Mechanism: Age-related loss of O-glycosylated osteocalcin shifts adrenal GPR158 signaling to β-arrestin pathways, reducing cortisol and increasing sclerostin-driven inflammation. Readout: Readout: Therapeutic O-glycosylated osteocalcin or anti-sclerostin intervention restores cortisol production and muscle performance, while lowering inflammation markers.
Hypothesis
With age, human osteoblasts show declining O‑glycosylation of osteocalcin at the position analogous to mouse Ser8, shortening its half‑life and shifting its signaling at the adrenal GPR158 receptor from Gαs‑driven cAMP production toward β‑arrestin‑biased pathways. This bias reduces glucocorticoid synthesis while weakening the exercise‑induced IL‑6/osteocalcin feed‑forward loop that supports muscle performance. The loss of stable, O‑glycosylated osteocalcin also triggers osteocytes to release more sclerostin, which acts as a proinflammatory cytokine that further suppresses adrenal steroidogenesis.
Mechanistic Basis
- O‑glycosylation loss: In mice, redundant GalNAc‑Ts (T1/2/3/6) add O‑GlcNAc to Ser8, prolonging osteocalcin half‑life independent of carboxylation[3]. Humans lack the equivalent site and rely on carboxylation for stability; aging lowers γ‑glutamyl carboxylase activity, decreasing the pool of undercarboxylated, active osteocalcin[2].
- Receptor bias: GPR158 can signal via Gαs (cAMP) or β‑arrestin scaffolds. Short‑lived, poorly modified osteocalcin favors β‑arrestin recruitment, which engages MAPK phosphatases that blunt STAR expression, cutting cortisol output[1].
- Muscle‑bone loop disruption: Exercise‑induced IL‑6 stimulates osteoclast resorption to release osteocalcin[5]. With less circulating osteocalcin, IL‑6 signaling falls, lowering muscle IGF‑1 and impairing performance[2].

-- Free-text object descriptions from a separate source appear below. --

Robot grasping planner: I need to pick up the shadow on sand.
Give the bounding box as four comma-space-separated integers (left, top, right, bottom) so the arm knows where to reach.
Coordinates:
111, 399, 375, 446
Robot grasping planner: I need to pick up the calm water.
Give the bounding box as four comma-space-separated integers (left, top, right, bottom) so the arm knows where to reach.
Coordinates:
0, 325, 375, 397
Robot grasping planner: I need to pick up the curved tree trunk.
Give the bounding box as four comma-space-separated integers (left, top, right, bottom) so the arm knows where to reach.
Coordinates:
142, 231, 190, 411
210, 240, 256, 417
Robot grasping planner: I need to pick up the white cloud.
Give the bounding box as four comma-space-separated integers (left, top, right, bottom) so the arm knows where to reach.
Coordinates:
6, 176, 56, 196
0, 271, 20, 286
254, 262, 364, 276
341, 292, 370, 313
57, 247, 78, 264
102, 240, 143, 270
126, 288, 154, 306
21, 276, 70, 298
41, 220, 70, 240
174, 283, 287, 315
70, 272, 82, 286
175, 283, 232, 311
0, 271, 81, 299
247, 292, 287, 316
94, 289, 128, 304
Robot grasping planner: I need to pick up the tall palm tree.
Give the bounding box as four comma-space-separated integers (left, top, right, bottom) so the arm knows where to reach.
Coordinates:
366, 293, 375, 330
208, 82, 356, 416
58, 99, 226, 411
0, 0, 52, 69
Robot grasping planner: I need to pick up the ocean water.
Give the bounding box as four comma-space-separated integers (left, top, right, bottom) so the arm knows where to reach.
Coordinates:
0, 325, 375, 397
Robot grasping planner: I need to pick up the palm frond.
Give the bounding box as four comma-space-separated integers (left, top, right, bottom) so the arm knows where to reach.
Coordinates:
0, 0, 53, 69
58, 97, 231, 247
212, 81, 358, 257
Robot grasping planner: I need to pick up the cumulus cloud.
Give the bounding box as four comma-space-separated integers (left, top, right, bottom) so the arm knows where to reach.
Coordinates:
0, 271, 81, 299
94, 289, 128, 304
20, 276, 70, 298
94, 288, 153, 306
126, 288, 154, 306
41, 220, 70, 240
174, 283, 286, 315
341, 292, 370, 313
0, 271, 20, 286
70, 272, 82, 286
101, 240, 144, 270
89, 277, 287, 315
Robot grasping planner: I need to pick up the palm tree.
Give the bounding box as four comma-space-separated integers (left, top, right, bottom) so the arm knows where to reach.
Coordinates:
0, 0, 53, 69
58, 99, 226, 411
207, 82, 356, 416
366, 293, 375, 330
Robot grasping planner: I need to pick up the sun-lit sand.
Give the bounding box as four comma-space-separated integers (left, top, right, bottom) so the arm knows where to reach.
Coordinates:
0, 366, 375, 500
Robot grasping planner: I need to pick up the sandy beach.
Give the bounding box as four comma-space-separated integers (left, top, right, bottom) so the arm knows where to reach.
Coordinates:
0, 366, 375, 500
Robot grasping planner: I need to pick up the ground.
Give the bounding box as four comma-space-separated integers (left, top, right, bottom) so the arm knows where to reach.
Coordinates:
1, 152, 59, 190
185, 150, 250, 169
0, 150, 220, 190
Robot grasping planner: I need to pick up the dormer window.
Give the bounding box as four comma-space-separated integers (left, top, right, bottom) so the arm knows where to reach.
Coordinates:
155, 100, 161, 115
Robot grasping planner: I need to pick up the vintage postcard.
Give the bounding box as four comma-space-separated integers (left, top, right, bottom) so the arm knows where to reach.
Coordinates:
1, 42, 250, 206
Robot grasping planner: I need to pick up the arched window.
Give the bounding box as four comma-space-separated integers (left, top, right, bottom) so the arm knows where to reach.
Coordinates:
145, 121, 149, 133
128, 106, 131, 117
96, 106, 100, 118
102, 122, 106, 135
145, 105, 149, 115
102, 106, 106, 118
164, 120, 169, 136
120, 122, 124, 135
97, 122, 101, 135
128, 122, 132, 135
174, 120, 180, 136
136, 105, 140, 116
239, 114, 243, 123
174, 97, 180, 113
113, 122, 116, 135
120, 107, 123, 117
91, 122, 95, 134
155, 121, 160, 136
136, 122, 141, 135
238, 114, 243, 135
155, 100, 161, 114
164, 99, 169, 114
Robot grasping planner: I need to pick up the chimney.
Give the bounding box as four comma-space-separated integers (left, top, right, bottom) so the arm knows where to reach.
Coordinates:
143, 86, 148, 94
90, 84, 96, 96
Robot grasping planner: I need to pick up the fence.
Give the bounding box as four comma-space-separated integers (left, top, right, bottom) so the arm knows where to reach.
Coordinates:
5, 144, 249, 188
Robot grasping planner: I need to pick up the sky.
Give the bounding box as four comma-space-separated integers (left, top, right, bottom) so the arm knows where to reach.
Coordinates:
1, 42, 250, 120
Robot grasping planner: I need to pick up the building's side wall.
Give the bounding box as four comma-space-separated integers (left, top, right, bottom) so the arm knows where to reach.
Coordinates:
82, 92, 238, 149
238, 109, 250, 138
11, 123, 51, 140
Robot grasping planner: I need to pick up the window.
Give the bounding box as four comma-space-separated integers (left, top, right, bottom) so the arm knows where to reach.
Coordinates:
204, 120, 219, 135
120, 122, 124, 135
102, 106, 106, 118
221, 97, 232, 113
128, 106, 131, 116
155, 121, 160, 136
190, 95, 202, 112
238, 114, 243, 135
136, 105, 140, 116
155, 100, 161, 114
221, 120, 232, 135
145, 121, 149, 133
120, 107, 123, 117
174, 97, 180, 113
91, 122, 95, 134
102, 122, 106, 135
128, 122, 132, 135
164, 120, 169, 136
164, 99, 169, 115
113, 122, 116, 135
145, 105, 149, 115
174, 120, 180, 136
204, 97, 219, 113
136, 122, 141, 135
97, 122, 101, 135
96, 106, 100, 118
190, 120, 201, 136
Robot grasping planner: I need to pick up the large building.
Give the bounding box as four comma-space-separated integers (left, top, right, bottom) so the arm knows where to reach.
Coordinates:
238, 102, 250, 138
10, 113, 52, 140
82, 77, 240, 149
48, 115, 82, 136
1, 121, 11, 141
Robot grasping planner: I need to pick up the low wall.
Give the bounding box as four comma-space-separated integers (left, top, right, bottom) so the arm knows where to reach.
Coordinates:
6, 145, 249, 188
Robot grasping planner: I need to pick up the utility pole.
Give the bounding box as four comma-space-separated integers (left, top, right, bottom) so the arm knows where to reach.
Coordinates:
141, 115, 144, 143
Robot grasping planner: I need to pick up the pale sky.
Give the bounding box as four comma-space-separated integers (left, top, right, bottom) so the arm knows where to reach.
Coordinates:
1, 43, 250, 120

- Sclerostin rise: Osteocytes sense low mechanical loading and low osteocalcin, upregulating sclerostin secretion. Secreted sclerostin binds LRP5/6 on adrenal cortical cells, activating NF‑κB and raising IL‑1β, which suppresses CYP11B1 expression[4].
Testable Predictions
- Older adults will exhibit a lower ratio of O‑glycosylated to total osteocalcin in plasma than young adults, measurable by lectin (VVA) enrichment followed by mass spectrometry.
- Pharmacologic O‑glycosylation of recombinant human osteocalcin will restore cAMP signaling in H295R adrenal cells and increase cortisol secretion, whereas the unmodified form will preferentially activate β‑arrestin pathways.
- Inhibiting β‑arrestin recruitment with a biased antagonist (e.g., a pepducin) will rescue cortisol production in aged mouse adrenal explants despite low endogenous osteocalcin.
- Neutralizing sclerostin with antibodies will blunt the age‑related rise in adrenal IL‑1β and strengthen the correlation between circulating osteocalcin and muscle strength in elderly cohorts.
Experimental Design
- Human cohort: Enroll 30 young (20‑30 y) and 30 older (65‑75 y) participants. Collect fasting plasma, perform VVA lectin pull‑down for O‑GlcNAc, quantify osteocalcin by ELISA and targeted MS. Correlate the O‑glycosylated/total ratio with morning cortisol, post‑exercise IL‑6, and hand‑grip strength.
- In vitro: Treat H295R cells with recombinant human osteocalcin (unmodified) or enzymatically O‑glycosylated osteocalcin. Measure cAMP (ELISA), β‑arrestin recruitment (BRET), CYP11B1 mRNA (qPCR), and cortisol (RIA). Use siRNA against β‑arrestin2 to confirm bias.
- Animal study: Aged C57BL/6 mice receive weekly injections of O‑glycosylated osteocalcin or vehicle for 4 weeks. Assess adrenal weight, zona fasciculata thickness, serum cortisol, treadmill endurance, and serum sclerostin. Include a group receiving a β‑arrestin biased antagonist.
- Intervention arm: In a parallel set, give aged mice anti‑sclerostin antibody and examine whether osteocalcin‑cortisol coupling is restored.
Falsifiability
If O‑glycosylated osteocalcin fails to raise cAMP or cortisol in aged human adrenal cells, or if sclerostin neutralization does not improve the osteocalcin‑muscle relationship, the hypothesis would be falsified. Conversely, supportive data would link age‑dependent PTM loss to adrenal‑muscle uncoupling via receptor bias and sclerostin‑driven inflammation.